History

Salvian’s Comparison of Roman and Barbarian Behavior

I found this interesting bit of historical writing that shows what was really happening in Rome and how they were worse than their enemies the Goths and Vandals!

Writing by Salvian – a Christian (ca. 440)

In what respects can our customs be preferred to those of the Goths and Vandals, or even compared with them? And first, to speak of affection and mutual charity (which, our Lord teaches, is the chief virtue, saying, “By this shall all men know that ye are my disciples, if ye have love one to another“), almost all barbarians, at least those who are of one race and kin, love each other, while the Romans persecute each other. For what citizen does not envy his fellow-citizen? What citizen shows to his neighbour full charity?

[The Romans oppress each other with exactions] nay, not each other: it would be quite tolerable, if each suffered what he inflicted. It is worse than that; for the many are oppressed by the few, who regard public exactions as their own peculiar right, who carry on private traffic under the guise of collecting the taxes. And this is done not only by nobles, but by men of lowest rank; not by judges only, but by judges’ subordinates. For where is the city–even the town or village–which has not as many tyrants as it has curials? … What place is there, therefore, as I have said, where the substance of widows and orphans, nay even of the saints, is not devoured by the chief citizens? … None but the great is secure from the devastations of these plundering brigands, except those who are themselves robbers.

[Nay, the state has fallen upon such evil days that a man cannot be safe unless he is wicked.] Even those in a position to protest against the iniquity which they see about them dare not speak lest they make matters worse than before. So the poor are despoiled, the widows sigh, the orphans are oppressed, until many of them, born of families not obscure, and liberally educated, flee to our enemies that they may no longer suffer the oppression of public persecution. They doubtless seek Roman humanity among the barbarians, because they cannot bear barbarian inhumanity among the Romans. And although they differ from the people to whom they flee in manner and in language; although they are unlike as regards the fetid odor of the barbarians’ bodies and garments, yet they would rather endure a foreign civilization among the barbarians than cruel injustice among the Romans.

So they migrate to the Goths, or to the Bagaudes, or to some other tribe of the barbarians who are ruling everywhere, and do not regret their exile.
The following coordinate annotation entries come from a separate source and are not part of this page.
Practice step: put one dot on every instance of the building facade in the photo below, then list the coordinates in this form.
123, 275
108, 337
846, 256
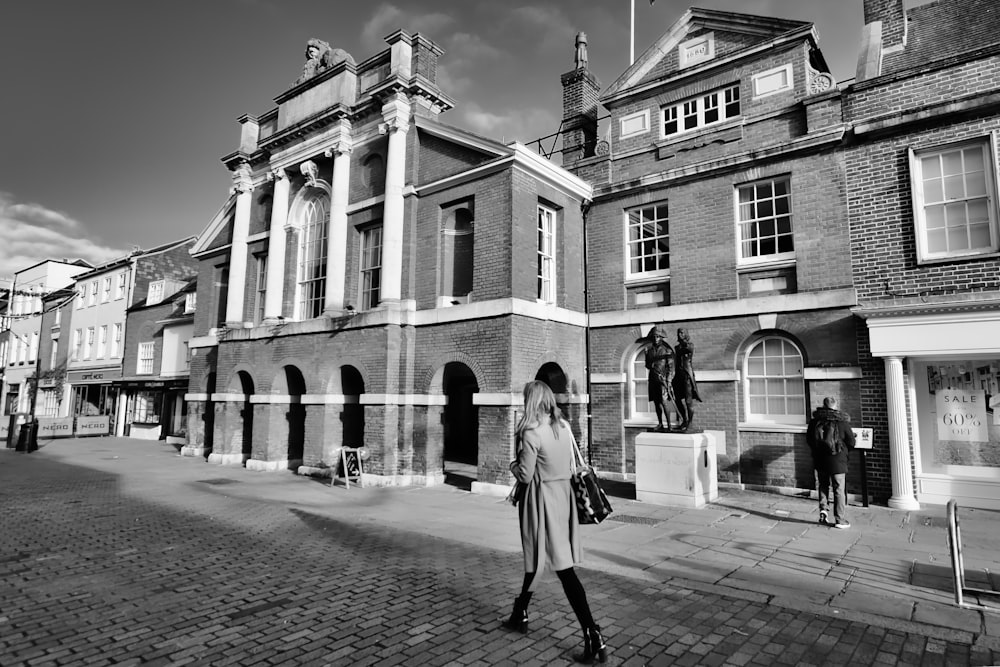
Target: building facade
719, 207
380, 278
923, 204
For they would rather live free under an appearance of slavery than live as captives under an appearance of liberty. The name of Roman citizen, once so highly esteemed and so dearly bought, is now a thing that men repudiate and flee from. …

It is urged that if we Romans are wicked and corrupt, that the barbarians commit the same sins, and are not so miserable as we. There is, however, this difference, that if the barbarians commit the same crimes as we, yet we sin more grievously. … All the barbarians, as we have already said, are pagans or heretics. The Saxon race is cruel, the Franks are faithless, the Gepidae are inhuman, the Huns are unchaste – in short, there is vice in the life of all the barbarian peoples. But are their offences as serious as ours? Is the unchastity of the Hun so criminal as ours? Is the faithlessness of the Frank so blameworthy as ours? Is the intemperance of the Alemanni so base as the intemperance of the Christians? Does the greed of the Alani so merit condemnation as the greed of the Christians? If the Hun or the Gepid cheat, what is there to wonder at, since he does not know that cheating is a crime? If a Frank perjures himself, does he do anything strange, he who regards perjury as a way of speaking, not as a crime?